モーガン(Lee Morgan)(読み)もーがん(英語表記)Lee Morgan

  • 1938―1972

日本大百科全書(ニッポニカ)の解説

アメリカのジャズ・トランペット奏者。フィラデルフィア生まれ。父親はトランペット、トロンボーンを吹き、姉、兄ともにジャズ好きという家庭環境に育ち、幼児期からジャズに親しむ。13歳でミュージシャンになる決意をし、14歳でトランペットを買い与えられる。ほぼ独学で技術を習得、トランペット奏者クリフォード・ブラウンに憧れ猛練習を重ね、高校に入学するころにはダンス・パーティーなどで演奏を始める。15歳で自分のバンドを結成、地元のクラブ「ミュージック・シティ」に出入りし、ニューヨークからやってくる一流ジャズマンたちの演奏にじかに接する。

 1956年、ドラム奏者アート・ブレーキーと彼の率いるバンド、ジャズ・メッセンジャーズがフィラデルフィアを訪れた際、2週間サイドマンを務めるというチャンスを得る。同年、18歳でトランペット奏者ディジー・ガレスピーの楽団に加入、驚異の新人としてニューヨークのファンに迎えられ、ただちに初レコーディングにして初リーダー作『リー・モーガン・インディード!』(1956)録音という快挙をなす。そればかりでなく、なんと翌日にも他のレコード会社にリーダー作『イントロデューシング・リー・モーガン』を吹き込むという離れ業をやってのける。

 1958年ジャズ・メッセンジャーズに入団、アルバム『モーニン』『サンジェルマンのジャズ・メッセンジャーズ』のレコーディングに参加し、ジャズ・メッセンジャーズおよびモーガンの人気は決定的なものとなる。

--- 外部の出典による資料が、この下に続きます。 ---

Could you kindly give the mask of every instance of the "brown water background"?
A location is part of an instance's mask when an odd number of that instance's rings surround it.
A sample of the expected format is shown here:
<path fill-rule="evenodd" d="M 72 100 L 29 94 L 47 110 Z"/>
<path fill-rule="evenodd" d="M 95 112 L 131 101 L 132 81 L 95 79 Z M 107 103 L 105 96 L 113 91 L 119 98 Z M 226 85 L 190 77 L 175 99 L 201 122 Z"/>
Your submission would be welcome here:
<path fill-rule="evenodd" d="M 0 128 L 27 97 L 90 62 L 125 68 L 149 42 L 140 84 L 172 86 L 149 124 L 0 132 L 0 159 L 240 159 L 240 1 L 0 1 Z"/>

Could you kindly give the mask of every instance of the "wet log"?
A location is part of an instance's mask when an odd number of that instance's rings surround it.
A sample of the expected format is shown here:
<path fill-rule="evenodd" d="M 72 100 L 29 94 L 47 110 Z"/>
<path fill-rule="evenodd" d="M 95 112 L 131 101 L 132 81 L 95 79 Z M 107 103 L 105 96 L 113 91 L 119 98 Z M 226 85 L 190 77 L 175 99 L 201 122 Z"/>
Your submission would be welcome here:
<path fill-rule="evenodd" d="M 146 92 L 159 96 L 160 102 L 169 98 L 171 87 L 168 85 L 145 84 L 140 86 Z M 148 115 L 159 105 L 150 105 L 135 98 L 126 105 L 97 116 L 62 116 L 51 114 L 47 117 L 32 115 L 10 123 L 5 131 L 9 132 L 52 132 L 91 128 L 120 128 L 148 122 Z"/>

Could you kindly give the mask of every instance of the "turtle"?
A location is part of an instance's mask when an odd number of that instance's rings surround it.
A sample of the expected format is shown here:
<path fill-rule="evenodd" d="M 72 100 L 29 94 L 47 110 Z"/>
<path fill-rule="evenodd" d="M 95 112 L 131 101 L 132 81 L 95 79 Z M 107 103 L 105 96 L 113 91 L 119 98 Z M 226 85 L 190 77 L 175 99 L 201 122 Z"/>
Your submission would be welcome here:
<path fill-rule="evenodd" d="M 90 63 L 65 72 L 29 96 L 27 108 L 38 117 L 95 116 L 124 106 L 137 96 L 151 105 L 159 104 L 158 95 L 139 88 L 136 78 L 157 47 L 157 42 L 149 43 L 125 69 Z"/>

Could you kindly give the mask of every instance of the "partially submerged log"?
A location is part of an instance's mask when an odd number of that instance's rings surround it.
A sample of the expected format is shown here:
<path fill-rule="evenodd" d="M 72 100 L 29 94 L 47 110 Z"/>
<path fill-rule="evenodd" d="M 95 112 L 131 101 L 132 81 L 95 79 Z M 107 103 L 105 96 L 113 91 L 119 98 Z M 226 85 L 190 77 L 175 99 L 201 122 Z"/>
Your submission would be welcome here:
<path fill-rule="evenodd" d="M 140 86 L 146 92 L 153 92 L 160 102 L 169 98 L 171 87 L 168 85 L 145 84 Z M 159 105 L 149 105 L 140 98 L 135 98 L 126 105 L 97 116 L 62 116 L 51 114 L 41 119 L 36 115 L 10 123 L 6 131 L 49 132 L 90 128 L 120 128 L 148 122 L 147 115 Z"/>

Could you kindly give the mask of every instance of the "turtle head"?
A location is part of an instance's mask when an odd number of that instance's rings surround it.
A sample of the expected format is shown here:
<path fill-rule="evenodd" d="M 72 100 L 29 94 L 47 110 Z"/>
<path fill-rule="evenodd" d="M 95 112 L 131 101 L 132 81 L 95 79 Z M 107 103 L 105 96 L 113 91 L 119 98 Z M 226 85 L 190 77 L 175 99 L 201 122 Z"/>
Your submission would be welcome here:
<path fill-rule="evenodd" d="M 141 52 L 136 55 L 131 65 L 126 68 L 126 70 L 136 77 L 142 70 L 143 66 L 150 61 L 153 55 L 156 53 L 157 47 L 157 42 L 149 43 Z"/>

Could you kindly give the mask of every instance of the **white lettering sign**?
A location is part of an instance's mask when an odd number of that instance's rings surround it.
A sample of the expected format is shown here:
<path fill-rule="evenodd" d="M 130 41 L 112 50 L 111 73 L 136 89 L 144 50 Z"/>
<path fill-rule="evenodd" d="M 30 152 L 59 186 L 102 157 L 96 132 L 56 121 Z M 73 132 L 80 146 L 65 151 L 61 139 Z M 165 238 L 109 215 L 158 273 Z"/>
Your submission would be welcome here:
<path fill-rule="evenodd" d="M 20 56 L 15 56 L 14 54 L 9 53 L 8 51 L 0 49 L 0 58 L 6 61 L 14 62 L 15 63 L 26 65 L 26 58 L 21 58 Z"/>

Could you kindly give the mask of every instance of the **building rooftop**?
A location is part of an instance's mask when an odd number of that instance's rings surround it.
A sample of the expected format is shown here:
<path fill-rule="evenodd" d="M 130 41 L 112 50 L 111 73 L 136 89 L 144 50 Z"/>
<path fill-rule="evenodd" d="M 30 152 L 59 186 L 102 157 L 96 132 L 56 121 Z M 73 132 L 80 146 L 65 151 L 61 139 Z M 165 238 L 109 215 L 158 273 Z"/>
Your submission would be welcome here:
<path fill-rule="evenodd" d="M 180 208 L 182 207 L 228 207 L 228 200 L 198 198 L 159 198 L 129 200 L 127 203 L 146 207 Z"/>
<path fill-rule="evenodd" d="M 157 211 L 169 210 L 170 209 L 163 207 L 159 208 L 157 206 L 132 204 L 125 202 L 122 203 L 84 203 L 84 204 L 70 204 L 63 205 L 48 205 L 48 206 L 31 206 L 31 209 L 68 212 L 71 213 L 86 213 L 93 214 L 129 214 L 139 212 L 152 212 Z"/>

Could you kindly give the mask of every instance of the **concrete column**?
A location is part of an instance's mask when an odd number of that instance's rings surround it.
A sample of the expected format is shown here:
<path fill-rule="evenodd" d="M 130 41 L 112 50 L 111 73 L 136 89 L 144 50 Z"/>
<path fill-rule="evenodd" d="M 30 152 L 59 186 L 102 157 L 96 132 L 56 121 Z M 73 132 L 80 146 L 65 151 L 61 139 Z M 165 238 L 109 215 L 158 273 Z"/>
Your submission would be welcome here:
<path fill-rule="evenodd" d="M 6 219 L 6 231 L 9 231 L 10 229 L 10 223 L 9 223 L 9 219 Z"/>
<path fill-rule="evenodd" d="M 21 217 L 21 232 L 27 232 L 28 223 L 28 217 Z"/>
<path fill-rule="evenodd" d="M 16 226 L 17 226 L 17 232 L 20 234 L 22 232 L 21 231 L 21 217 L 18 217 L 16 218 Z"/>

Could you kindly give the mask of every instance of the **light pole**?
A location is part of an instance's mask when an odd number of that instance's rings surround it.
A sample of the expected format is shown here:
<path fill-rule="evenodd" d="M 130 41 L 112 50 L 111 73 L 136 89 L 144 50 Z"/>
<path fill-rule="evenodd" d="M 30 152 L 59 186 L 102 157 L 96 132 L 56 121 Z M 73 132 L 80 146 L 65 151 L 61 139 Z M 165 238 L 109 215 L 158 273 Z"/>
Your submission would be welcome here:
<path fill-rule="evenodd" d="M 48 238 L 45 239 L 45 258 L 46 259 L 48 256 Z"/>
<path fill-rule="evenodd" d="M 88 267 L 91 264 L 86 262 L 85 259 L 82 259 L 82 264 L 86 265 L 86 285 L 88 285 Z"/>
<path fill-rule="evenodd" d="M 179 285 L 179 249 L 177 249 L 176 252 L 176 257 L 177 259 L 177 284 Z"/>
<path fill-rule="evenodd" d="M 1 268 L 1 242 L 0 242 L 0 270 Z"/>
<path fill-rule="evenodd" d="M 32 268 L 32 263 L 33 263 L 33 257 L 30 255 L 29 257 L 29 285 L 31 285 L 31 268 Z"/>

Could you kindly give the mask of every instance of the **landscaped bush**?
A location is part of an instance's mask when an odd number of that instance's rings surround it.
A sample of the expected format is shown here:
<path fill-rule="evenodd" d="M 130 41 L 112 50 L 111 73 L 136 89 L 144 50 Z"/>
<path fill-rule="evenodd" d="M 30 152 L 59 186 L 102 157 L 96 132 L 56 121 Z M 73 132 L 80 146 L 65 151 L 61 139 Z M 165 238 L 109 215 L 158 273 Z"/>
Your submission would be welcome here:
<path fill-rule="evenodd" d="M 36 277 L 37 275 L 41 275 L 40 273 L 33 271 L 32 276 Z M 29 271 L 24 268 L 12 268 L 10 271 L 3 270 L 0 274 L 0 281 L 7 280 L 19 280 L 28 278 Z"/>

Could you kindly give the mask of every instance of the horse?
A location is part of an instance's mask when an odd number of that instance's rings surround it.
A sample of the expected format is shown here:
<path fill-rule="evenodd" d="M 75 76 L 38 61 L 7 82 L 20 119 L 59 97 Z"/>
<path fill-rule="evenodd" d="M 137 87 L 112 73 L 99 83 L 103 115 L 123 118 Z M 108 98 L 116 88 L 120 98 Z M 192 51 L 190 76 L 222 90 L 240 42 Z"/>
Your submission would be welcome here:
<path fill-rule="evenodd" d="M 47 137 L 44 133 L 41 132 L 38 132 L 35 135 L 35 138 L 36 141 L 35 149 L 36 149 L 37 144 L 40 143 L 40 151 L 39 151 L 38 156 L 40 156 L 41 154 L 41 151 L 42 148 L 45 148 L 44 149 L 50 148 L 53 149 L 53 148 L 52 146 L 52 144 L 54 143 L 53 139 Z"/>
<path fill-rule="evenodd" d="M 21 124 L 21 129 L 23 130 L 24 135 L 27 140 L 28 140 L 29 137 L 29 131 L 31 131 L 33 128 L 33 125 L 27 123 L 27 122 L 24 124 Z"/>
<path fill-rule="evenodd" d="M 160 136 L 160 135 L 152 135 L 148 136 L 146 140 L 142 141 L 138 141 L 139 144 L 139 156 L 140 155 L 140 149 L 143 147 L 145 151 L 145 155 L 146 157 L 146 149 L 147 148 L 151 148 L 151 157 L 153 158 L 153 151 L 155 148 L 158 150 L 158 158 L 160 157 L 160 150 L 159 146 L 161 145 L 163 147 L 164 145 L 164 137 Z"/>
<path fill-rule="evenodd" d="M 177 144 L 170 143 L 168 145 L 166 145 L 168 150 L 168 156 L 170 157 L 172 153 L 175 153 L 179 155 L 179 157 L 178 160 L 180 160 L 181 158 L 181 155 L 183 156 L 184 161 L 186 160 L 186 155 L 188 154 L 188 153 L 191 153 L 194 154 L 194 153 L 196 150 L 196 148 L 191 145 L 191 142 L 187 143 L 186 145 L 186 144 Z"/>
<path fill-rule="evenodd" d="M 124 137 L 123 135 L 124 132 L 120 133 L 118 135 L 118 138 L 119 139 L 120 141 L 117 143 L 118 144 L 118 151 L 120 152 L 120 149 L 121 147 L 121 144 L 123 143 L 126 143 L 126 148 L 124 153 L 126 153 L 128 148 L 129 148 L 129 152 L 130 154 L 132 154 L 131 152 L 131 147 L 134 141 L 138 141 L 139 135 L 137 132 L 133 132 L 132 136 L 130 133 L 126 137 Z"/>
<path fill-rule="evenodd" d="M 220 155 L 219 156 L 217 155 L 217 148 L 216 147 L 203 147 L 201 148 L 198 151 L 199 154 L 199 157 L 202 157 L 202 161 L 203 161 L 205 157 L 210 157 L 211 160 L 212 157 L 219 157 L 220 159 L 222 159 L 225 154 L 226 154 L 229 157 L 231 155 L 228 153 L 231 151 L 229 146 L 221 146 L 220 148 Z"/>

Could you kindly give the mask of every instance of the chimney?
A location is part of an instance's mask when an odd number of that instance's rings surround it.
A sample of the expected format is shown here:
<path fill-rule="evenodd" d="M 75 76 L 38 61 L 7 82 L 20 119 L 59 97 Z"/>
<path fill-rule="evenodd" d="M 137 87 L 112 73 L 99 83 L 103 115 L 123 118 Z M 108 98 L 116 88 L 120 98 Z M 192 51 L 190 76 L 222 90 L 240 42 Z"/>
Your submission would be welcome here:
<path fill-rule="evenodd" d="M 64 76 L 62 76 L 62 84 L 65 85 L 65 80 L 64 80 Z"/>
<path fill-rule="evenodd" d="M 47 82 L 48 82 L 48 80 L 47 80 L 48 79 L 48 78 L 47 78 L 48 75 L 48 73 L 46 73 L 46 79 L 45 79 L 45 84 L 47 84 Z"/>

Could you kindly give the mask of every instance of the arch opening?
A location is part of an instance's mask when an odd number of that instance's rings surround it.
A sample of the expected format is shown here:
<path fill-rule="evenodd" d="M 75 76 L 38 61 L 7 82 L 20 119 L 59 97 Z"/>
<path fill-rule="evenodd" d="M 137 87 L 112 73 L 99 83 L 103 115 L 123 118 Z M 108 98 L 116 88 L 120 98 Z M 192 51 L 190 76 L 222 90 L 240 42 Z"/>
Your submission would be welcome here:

 1961年(昭和36)、モーガンとテナー・サックス奏者ウェイン・ショーターが加わったジャズ・メッセンジャーズが来日、一大ファンキー・ジャズ・ブームを巻き起こす。日本に大衆レベルでジャズが浸透したのは彼らの公演がきっかけとなっており、モーガンの日本での人気も沸騰する。

 1962年体調を崩し故郷に戻る。1963年ジャズ・シーンに復帰し、ジャズ・ロックの代表作といわれたアルバム『ザ・サイドワインダー』を録音、翌1964年発売と同時に『ビルボード』Billboard誌アルバム・チャート25位に入るという、ジャズ・アルバムとしては異例の大ヒットとなり、タイトル・ナンバーがテレビのコマーシャルに使用される。

 1964年、ジャズ・メッセンジャーズに復帰、翌1965年メンバーの一員として再度来日。同年ジャズ・メッセンジャーズを離れフリーランスとして活動。1970年、テレビなど放送メディアに黒人音楽家を出演させるための組織「ジャズ・アンド・ピープルズ・ムーブメント」(J&PM)のメンバーとして、テレビ・ショー録画中のスタジオに乗り込み、抗議運動を展開する。1972年ニューヨークのクラブ「スラッグス」に出演、休憩時間に女性関係のもつれから愛人に射殺される。ほかの代表作に『リー・モーガンVol. 3』『キャンディ』(ともに1957)、『ソニック・ブーム』(1967)がある。

 彼のトランペット奏法は、ブラウン直系の、楽器の特性を生かしたストレートで輝かしい音色を特徴とし、そこに少し大衆的なフレーズを付け加えたところが、多くのファンに受け入れられた理由である。